When you guys post links into the JIRA, I don't think people outside Alfresco can get access to any of the Check-in messages.

Even when I'm signed into the JIRA, all I can see for CHK-??? links is:

ERROR

It seems that you have tried to perform an operation which you are not permitted to perform.

If you think this message is wrong, please consult your administrators about getting the necessary permissions.

kevinr
Star Contributor
Star Contributor
Sorry about that, yes i forgot the CHK project is internal.

Here is the info:
   
Fixed AR-1713: Transformers that do nothing don't break full text indexing
Fixed MailContentTransformer to write an empty string to the ContentWriter if there is no mail message body.

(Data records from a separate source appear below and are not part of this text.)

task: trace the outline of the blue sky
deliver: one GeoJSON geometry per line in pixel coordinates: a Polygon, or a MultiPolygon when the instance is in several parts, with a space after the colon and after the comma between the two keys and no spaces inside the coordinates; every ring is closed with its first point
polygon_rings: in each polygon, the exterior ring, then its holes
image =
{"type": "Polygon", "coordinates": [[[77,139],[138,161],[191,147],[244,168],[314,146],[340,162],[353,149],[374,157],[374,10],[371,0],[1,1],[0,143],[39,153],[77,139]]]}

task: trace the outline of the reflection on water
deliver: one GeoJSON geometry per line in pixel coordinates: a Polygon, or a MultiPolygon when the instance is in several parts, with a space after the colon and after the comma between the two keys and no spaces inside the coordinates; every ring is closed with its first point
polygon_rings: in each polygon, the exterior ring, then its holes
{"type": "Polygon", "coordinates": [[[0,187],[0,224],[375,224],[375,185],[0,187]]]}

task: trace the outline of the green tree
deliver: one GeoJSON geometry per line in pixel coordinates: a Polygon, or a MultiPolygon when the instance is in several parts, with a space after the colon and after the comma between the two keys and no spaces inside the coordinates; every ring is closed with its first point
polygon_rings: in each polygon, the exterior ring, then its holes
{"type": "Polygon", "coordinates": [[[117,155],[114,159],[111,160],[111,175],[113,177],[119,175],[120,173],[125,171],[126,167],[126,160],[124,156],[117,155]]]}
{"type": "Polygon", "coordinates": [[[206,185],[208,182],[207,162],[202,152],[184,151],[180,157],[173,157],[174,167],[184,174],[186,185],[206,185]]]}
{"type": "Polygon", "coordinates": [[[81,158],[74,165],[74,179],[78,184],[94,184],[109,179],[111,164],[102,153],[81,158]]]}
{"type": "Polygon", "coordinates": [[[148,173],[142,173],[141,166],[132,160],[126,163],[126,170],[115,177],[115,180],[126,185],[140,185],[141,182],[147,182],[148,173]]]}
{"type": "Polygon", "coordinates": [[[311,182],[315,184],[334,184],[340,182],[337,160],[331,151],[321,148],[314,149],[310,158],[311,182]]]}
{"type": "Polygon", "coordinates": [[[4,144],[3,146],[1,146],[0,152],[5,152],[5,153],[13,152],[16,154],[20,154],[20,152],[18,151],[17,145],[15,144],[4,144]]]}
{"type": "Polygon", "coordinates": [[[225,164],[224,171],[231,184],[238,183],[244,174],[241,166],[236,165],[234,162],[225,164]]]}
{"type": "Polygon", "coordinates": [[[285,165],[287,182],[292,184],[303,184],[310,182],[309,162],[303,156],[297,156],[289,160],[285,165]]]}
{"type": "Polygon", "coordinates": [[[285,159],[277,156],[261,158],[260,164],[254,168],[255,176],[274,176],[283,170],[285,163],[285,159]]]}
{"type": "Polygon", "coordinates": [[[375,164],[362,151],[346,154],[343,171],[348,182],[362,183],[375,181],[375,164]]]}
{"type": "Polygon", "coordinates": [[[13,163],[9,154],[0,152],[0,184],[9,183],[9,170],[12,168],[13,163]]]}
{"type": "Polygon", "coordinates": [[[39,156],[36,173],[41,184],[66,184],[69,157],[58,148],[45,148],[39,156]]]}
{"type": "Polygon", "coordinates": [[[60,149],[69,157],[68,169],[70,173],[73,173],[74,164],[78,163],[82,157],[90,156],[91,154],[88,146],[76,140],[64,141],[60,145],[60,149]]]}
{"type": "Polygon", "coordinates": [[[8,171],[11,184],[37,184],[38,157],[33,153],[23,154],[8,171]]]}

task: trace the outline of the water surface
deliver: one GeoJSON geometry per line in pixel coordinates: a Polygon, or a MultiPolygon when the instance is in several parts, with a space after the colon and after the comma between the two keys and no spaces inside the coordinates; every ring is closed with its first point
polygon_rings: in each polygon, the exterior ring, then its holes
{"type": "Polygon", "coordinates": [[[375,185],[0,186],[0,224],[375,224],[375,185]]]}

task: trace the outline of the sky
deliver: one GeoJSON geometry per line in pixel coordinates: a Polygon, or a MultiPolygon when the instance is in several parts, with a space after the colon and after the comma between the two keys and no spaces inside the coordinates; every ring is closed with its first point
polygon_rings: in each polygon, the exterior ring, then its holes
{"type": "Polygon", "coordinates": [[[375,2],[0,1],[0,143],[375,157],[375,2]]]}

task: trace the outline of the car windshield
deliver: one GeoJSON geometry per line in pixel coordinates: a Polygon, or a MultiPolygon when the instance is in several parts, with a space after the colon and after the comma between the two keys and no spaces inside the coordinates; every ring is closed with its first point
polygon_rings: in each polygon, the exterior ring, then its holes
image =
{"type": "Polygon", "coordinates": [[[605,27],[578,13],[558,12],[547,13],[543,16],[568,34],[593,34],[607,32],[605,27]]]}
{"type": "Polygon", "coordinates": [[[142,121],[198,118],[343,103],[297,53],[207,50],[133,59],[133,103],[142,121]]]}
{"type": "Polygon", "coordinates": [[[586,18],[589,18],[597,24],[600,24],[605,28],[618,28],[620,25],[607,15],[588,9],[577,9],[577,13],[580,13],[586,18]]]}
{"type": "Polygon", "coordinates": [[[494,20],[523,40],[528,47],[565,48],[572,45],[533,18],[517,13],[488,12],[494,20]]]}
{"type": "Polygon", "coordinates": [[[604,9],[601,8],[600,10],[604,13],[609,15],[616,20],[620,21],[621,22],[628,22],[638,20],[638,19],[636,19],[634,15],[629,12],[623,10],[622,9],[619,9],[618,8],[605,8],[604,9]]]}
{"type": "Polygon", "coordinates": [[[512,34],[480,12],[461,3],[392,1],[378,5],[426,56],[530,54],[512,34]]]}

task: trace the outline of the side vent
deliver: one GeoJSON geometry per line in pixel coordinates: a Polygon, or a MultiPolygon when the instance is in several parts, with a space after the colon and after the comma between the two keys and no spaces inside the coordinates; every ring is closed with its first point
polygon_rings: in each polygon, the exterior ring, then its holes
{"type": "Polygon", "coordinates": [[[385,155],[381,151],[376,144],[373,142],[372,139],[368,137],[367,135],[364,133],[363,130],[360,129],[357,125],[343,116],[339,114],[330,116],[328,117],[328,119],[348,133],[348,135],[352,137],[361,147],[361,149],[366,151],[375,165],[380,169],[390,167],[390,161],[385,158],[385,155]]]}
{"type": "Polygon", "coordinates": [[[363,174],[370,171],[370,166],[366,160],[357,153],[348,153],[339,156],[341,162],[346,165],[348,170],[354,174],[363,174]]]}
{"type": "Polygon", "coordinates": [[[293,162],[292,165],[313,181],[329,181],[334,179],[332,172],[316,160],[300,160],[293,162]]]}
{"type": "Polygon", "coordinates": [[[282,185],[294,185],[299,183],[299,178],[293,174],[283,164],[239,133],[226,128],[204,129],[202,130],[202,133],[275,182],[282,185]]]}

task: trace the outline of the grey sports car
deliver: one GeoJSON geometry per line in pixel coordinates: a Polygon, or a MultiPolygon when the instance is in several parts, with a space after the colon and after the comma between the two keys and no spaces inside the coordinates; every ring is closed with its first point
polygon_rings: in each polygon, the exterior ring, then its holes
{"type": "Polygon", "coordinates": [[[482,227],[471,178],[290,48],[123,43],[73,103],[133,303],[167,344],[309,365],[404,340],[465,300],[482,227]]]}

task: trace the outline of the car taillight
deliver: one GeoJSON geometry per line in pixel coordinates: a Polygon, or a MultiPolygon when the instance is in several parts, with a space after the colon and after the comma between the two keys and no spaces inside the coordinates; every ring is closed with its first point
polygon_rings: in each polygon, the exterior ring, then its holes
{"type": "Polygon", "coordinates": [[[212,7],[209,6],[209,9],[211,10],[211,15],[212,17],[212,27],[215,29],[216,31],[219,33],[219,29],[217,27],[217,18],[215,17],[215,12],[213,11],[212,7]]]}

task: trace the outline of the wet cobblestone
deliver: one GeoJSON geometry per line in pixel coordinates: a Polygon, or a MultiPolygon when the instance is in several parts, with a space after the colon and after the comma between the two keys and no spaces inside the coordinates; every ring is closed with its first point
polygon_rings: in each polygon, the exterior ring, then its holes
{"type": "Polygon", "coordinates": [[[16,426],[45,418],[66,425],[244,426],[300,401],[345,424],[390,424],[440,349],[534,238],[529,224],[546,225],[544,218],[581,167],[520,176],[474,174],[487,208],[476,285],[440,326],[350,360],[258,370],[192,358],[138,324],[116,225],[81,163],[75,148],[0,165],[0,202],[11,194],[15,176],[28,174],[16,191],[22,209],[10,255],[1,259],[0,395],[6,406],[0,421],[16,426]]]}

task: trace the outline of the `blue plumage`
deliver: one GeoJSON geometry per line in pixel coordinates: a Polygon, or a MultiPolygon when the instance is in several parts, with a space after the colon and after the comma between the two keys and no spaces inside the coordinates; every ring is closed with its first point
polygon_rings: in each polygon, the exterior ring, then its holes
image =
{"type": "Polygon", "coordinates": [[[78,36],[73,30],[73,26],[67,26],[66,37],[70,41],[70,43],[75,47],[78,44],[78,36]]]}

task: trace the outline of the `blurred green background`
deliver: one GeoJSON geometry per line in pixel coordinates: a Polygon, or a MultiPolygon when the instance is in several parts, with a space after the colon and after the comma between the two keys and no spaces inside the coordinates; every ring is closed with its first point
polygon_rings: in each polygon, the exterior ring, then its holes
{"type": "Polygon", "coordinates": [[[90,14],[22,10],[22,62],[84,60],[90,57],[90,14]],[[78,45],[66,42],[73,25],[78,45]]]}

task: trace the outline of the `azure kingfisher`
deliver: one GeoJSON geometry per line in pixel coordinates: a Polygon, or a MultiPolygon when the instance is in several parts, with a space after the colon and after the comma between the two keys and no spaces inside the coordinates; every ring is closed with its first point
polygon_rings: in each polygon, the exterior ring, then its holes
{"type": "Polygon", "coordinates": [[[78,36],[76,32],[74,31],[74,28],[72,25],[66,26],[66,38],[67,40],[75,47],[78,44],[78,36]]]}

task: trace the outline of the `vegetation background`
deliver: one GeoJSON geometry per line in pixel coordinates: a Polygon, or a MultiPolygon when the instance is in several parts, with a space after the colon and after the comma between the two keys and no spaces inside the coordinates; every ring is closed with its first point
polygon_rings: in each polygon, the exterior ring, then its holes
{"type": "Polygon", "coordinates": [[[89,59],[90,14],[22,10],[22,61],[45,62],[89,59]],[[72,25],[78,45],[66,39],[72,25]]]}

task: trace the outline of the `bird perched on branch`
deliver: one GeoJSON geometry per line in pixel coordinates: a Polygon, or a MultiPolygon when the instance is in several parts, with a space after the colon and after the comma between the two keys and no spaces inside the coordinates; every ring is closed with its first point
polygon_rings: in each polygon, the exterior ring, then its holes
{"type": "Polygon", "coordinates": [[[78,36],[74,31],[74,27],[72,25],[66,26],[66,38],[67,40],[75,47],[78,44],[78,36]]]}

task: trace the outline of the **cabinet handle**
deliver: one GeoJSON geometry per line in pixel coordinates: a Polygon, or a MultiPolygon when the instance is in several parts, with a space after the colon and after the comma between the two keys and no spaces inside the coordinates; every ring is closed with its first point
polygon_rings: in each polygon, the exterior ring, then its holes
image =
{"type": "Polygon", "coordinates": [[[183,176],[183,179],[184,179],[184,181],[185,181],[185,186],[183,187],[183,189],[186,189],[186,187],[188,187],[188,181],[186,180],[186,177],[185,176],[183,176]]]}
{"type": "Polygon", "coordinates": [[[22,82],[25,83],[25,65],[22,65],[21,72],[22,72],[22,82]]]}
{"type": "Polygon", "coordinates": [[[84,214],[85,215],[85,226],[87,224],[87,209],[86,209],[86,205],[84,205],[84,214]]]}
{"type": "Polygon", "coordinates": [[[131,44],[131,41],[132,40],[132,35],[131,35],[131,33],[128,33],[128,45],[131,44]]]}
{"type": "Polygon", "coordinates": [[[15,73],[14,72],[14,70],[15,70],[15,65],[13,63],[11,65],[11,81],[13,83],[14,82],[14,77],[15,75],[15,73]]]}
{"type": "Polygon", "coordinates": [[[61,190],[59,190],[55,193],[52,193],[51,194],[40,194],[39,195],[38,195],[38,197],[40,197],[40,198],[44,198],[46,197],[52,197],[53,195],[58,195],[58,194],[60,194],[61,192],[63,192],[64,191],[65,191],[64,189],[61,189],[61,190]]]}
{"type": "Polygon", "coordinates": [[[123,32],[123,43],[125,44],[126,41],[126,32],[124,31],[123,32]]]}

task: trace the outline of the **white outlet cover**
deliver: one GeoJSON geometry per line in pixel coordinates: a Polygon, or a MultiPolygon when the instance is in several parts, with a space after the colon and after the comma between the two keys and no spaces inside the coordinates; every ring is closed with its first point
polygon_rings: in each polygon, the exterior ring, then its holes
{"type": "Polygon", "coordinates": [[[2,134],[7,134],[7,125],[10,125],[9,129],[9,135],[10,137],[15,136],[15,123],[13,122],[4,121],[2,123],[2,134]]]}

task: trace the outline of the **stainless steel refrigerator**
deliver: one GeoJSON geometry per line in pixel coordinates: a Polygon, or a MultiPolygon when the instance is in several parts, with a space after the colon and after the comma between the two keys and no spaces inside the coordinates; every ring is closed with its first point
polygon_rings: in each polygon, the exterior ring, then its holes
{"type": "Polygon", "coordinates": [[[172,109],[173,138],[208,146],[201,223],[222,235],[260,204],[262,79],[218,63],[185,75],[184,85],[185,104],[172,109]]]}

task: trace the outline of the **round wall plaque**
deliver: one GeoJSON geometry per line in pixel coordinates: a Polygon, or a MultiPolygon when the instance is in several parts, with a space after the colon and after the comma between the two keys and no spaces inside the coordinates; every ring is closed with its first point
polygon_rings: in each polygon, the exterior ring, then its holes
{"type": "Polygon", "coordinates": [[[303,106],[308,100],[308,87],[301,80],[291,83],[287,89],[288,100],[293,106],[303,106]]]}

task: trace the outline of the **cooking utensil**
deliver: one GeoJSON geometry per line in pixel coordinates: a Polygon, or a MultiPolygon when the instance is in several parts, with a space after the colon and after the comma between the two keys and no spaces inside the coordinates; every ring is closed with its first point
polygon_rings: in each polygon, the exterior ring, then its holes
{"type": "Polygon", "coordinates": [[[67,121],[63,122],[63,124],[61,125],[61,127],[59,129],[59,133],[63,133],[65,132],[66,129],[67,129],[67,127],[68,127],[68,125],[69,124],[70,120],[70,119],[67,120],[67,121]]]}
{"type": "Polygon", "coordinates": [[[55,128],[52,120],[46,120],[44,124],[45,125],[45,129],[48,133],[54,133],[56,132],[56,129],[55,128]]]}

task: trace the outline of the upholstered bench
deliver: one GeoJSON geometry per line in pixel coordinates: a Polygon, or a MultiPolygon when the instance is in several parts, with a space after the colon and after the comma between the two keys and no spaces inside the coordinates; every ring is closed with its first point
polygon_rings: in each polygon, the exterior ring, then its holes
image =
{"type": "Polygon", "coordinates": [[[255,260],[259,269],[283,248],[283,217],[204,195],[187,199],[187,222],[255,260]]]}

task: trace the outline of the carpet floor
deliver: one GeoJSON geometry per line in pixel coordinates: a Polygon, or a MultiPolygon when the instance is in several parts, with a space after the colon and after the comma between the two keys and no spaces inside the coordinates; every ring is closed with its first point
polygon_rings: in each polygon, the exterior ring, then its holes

r6625 | derekh | 2007-08-29 12:46:20 +0100 (Wed, 29 Aug 2007) | 3 lines
Changed paths:
   M /alfresco/BRANCHES/V2.1/root/projects/repository/source/java/org/alfresco/repo/content/transform/MailContentTransformer.java
   M /alfresco/BRANCHES/V2.1/root/projects/repository/source/java/org/alfresco/repo/search/impl/lucene/ADMLuceneIndexerImpl.java

So it's been fixed on the 2.1E branch - and should have been merged over to HEAD already. So will be in the current 2.9 release or nightly build.

Kevin

savah
Champ in-the-making
Champ in-the-making
Hi Kevin,


Downloaded yesterday's nightly build and the above mentioned bug with the outlook email seems to be fixed.


Discovered some others though such as Alfresco throwing an NullPointer exception when we tried to add a category to content but i guess thats something we can expect from a nightly build.  :wink:


Again thanks a lot for your reply!


Paris Kapsouros

kevinr
Star Contributor
Star Contributor
Glad to hear that fixed it. Feel free to report any new ones you find against 2.9 in JIRA, it's appreciated!

Cheers,

Kevin